実際にその思いは成就し、2020年にNBAデトロイト・ピストンズのダンサーオーディションに日本人初かつチーム最年長で合格し、NBAの舞台でダンサーとして活躍。さらに指導者になりたいという思いから始まった挑戦だけに、「次に挑戦する人たちにアウトプットしなければならない。自分だけの思い出で終わらせない」という思いもまたそこにはあった。
ADS新宿では、プロを目指すダンサーを対象に、オーディション対策や、実際にディレクターに指摘されたこと、小笠原氏が活動を通して『取り組んで良かったこと』など、極めて実践的な内容を盛り込むとのこと。
このタイミングで指導者に転身したことについて、「現役から遠ざかると忘れてしまうので、少しでも早く自分の経験を伝えたい。これまではただの経験者のおせっかいになってしまっていた部分もあるので、スクールとしてしっかり責任を持って伴走したい」と話した。

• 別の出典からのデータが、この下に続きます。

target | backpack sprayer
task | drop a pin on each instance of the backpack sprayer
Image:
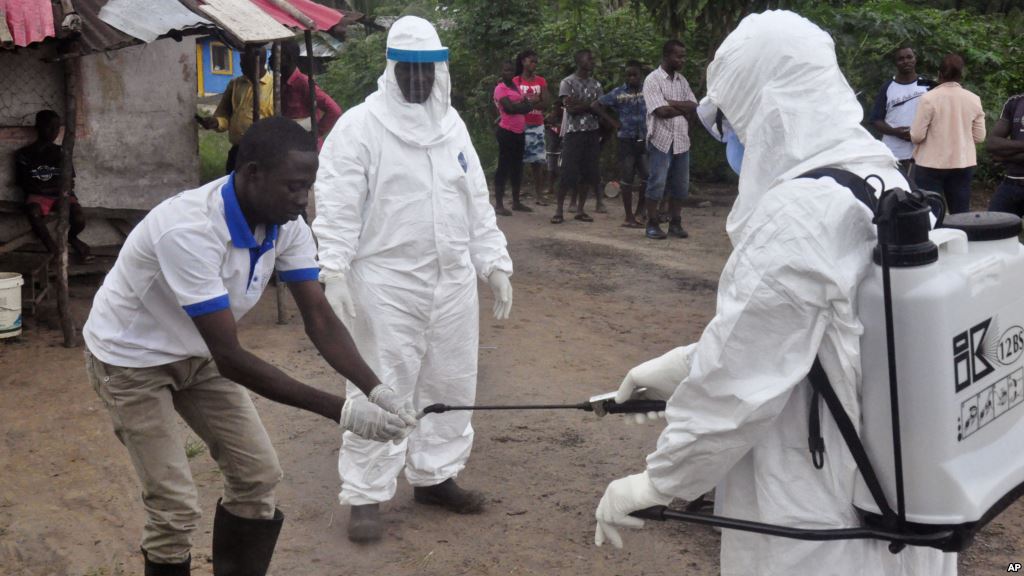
(945, 442)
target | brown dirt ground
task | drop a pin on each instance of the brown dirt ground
(591, 301)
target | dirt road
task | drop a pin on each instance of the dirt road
(591, 301)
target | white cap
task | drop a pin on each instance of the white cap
(413, 39)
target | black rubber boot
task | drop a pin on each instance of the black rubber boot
(243, 546)
(154, 569)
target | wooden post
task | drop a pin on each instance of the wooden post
(312, 86)
(71, 74)
(254, 80)
(280, 286)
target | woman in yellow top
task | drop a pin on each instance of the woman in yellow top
(948, 124)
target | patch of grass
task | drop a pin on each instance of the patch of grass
(194, 447)
(213, 149)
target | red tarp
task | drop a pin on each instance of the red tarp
(29, 21)
(324, 17)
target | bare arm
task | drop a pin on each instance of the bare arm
(235, 363)
(998, 142)
(922, 120)
(515, 108)
(602, 112)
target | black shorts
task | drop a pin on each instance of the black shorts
(632, 161)
(581, 159)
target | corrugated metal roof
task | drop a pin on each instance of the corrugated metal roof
(245, 22)
(97, 36)
(323, 16)
(148, 19)
(28, 21)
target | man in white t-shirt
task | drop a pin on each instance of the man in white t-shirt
(896, 104)
(162, 340)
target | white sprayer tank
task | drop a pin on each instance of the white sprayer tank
(958, 327)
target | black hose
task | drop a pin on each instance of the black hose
(818, 535)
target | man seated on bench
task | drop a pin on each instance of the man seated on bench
(37, 169)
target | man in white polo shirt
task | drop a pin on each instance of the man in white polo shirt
(162, 339)
(896, 105)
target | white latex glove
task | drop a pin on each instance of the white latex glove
(339, 296)
(622, 497)
(386, 398)
(660, 376)
(360, 416)
(502, 288)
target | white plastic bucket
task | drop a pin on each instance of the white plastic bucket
(10, 304)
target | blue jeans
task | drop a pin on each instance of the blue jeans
(953, 183)
(670, 171)
(1009, 197)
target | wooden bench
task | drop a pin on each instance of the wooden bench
(34, 269)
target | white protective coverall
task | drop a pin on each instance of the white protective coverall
(402, 215)
(787, 292)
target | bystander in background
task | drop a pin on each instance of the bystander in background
(948, 124)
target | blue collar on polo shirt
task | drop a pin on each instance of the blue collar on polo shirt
(242, 234)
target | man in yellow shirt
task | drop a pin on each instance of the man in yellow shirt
(235, 112)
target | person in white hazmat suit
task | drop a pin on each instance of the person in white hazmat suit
(738, 399)
(404, 227)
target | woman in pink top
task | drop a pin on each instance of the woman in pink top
(512, 108)
(948, 124)
(535, 88)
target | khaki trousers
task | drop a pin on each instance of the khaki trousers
(142, 403)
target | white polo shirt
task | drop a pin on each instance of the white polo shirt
(193, 254)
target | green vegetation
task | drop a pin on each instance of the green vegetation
(213, 149)
(481, 34)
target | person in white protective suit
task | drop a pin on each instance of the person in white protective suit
(738, 399)
(404, 228)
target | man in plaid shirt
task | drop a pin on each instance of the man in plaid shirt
(670, 101)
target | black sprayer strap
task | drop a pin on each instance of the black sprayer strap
(819, 381)
(814, 440)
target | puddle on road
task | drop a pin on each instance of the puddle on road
(596, 269)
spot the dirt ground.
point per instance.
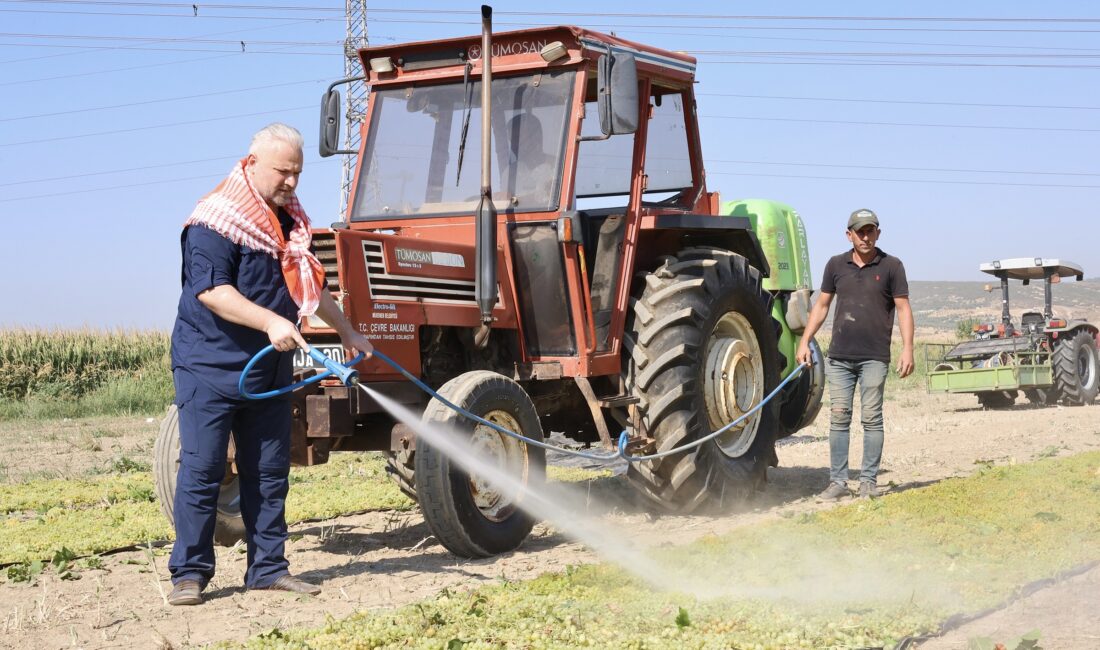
(383, 560)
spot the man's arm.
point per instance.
(331, 314)
(908, 327)
(817, 315)
(228, 304)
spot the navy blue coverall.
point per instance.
(208, 354)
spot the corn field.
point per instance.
(69, 364)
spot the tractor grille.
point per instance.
(325, 248)
(387, 286)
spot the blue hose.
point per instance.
(624, 437)
(342, 372)
(350, 377)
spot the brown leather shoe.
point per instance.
(289, 583)
(186, 592)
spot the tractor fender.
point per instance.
(730, 233)
(782, 238)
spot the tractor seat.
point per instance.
(1032, 321)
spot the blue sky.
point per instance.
(972, 139)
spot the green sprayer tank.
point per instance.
(782, 238)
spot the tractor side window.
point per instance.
(668, 163)
(421, 158)
(603, 166)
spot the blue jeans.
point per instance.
(843, 376)
(262, 432)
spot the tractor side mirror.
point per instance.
(617, 78)
(330, 123)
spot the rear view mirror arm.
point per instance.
(330, 119)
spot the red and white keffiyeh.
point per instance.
(238, 212)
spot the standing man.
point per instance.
(869, 286)
(248, 274)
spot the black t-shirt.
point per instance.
(864, 318)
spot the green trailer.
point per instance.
(1046, 357)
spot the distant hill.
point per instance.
(939, 306)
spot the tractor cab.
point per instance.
(1046, 356)
(1025, 270)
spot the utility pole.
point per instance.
(355, 106)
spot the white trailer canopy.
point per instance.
(1032, 268)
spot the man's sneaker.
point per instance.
(868, 491)
(833, 493)
(186, 592)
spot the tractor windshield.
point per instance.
(411, 158)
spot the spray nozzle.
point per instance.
(347, 375)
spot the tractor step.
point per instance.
(617, 400)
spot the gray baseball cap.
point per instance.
(861, 218)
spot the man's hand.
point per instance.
(905, 364)
(803, 355)
(356, 343)
(283, 334)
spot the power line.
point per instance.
(908, 64)
(279, 25)
(238, 48)
(868, 123)
(158, 39)
(615, 25)
(124, 69)
(188, 6)
(149, 101)
(915, 102)
(154, 127)
(132, 185)
(142, 168)
(937, 169)
(917, 180)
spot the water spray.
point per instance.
(350, 377)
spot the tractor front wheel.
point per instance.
(701, 353)
(229, 527)
(1075, 367)
(472, 480)
(997, 398)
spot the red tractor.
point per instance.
(580, 279)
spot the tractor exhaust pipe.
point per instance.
(485, 242)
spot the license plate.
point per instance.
(304, 361)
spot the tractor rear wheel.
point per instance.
(402, 466)
(1042, 396)
(1075, 367)
(997, 398)
(229, 527)
(701, 351)
(472, 514)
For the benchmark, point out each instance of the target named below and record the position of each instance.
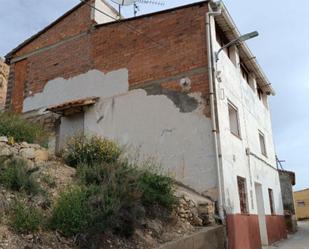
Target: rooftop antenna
(135, 3)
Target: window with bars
(262, 143)
(271, 201)
(301, 203)
(234, 120)
(222, 40)
(242, 190)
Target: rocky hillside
(36, 184)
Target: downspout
(214, 115)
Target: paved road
(300, 240)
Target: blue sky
(282, 49)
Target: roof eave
(9, 55)
(262, 79)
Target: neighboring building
(145, 83)
(287, 181)
(4, 73)
(302, 204)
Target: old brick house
(151, 82)
(4, 73)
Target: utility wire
(130, 27)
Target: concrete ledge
(207, 238)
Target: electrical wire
(130, 27)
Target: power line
(130, 27)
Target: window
(262, 143)
(222, 39)
(241, 182)
(301, 203)
(260, 92)
(244, 72)
(234, 120)
(271, 201)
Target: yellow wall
(302, 204)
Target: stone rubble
(193, 213)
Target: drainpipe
(214, 114)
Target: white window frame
(231, 106)
(262, 142)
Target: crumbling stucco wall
(168, 126)
(155, 126)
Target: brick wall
(179, 51)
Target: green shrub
(157, 190)
(24, 219)
(90, 150)
(14, 175)
(71, 213)
(22, 130)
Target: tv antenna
(135, 4)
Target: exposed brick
(180, 34)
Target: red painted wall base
(244, 233)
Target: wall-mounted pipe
(214, 114)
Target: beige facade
(4, 73)
(302, 204)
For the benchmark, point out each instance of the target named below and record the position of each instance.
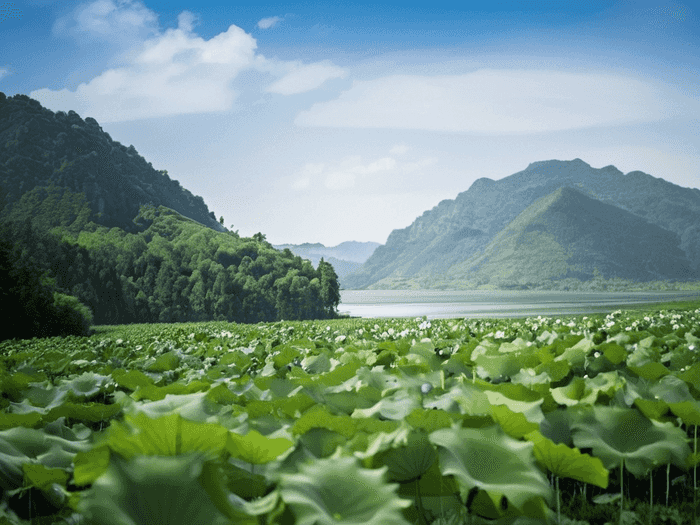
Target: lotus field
(585, 419)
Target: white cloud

大人を対象にしたスクールは“楽しく踊る”“ストレス解消”などのポイントが打ち出されることが多いが、ADS新宿は異なる。「少しストレスを感じながら、ヒリヒリするような環境でしっかりレベルアップして、日米で活躍するダンサーを育てたいです」と、今後の取り組みへの思いを語った。
【プロフィール】
青森県藤崎町出身。高校でチアリーディングに出会い、大学卒業後は競技チアリーディングを学ぶため上京し、2008年に国内トップレベルのクラブチーム・デビルスに入部。全日本選手権大会で優勝し、2016年に競技チアからダンスへ転向。2017〜2020シーズンはBリーグのサンロッカーズ渋谷公式チアリーダー、サンロッカーガールズとして活動。その後2020年にNBAデトロイト・ピストンズのダンサーオーディションに日本人初かつチーム最年長で合格。更に2022年にはNBAユタ・ジャズのダンサーオーディションに日本人初かつ最年長で合格。NBAオールスターゲームにも出演した。